Obama sees progress in Egypt political talks
WASHINGTON (Reuters) - Talks to resolve Egypt's crisis are making progress, President Barack Obama said on Monday, despite few concrete advances between President Hosni Mubarak's government and protesters demanding his immediate ouster.
Washington has thrown its support behind a transition effort launched by Mubarak's hand-picked vice president, Omar Suleiman, urging all sides to allow time for an "orderly transition" to a new political order in Egypt, for decades a strategic U.S. ally.
"Obviously, Egypt has to negotiate a path and they're making progress," Obama told reporters while returning to the White House after a speech to a business group.
State Department spokesman P.J. Crowley acknowledged there were doubts in Egypt and elsewhere about the credibility of the process and fears it could simply rubber-stamp a transition to another authoritarian administration.
"Our advice would be: test the seriousness of the government and those who are participating to see if it can deliver," Crowley told a news briefing.
But he said the United States remains concerned the current process is not broad-based enough.
Mubarak, 82, has refused calls to end his 30-year presidency before elections in September, saying his resignation would cause chaos. The Obama administration has warned that attempts to force immediate change could require elections before the opposition is ready.
Crowley said it was unlikely satisfactory polls could take place within the 60-day period required by Egypt's constitution in the event the president steps down.
"That would be a challenging undertaking," he said.
U.S. 'DOESN'T PICK LEADERS'
The cautious U.S. approach comes as Washington's planners try to assess the impact of Egypt's crisis on Arab allies, some already facing similar unrest, and on Israel.
Egypt was the first Arab country to sign a peace deal with Israel and commands an important strategic position as the guardian of the Suez Canal and the Suez-Mediterranean oil pipeline, both important energy conduits for the West.
U.S. Secretary of State Hillary Clinton said on Sunday the Egyptian turmoil should not impede U.S.-led efforts to relaunch direct Israeli-Palestinian peace talks, but Israeli officials have expressed concern that any successor government in Egypt may follow a radical Islamist line.
Egyptian opposition groups, including the banned Muslim Brotherhood, held talks with government representatives on Sunday but emerged saying their core demand for Mubarak's immediate exit had not been resolved.
The United States has been cool to the prospect of participation by the Brotherhood, Egypt's most influential Islamist group whose main foreign ally is the Palestinian Hamas movement -- which both the United States and the European Union regard as a terrorist organization.
The White House on Monday expressed concern about the Brotherhood's "anti-American rhetoric," echoing comments by Obama in a television interview on Sunday. But it stopped short of saying the United States would be against the Brotherhood taking a role in any future Egyptian government.
"The United States doesn't pick leaders of other countries," White House spokesman Robert Gibbs told reporters, saying the key requirement was that participants adhere to the rule of law, respect the constitution and renounce violence.

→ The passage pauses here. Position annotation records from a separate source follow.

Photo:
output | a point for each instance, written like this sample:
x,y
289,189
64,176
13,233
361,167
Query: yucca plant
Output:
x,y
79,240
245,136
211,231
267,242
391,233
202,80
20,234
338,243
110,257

The Obama administration has not openly called on Mubarak to step aside but sent former diplomat Frank Wisner to Cairo last week to deliver a "blunt, candid" message to the Egyptian leader.
The State Department said on Monday it was aware Wisner, a former U.S. ambassador to Egypt, was employed by a Washington lobbying firm with ties to Mubarak's government but did not believe this dented his credibility.
"We felt he was uniquely positioned to have the kind of conversation that needed to be done in Egypt," Crowley said.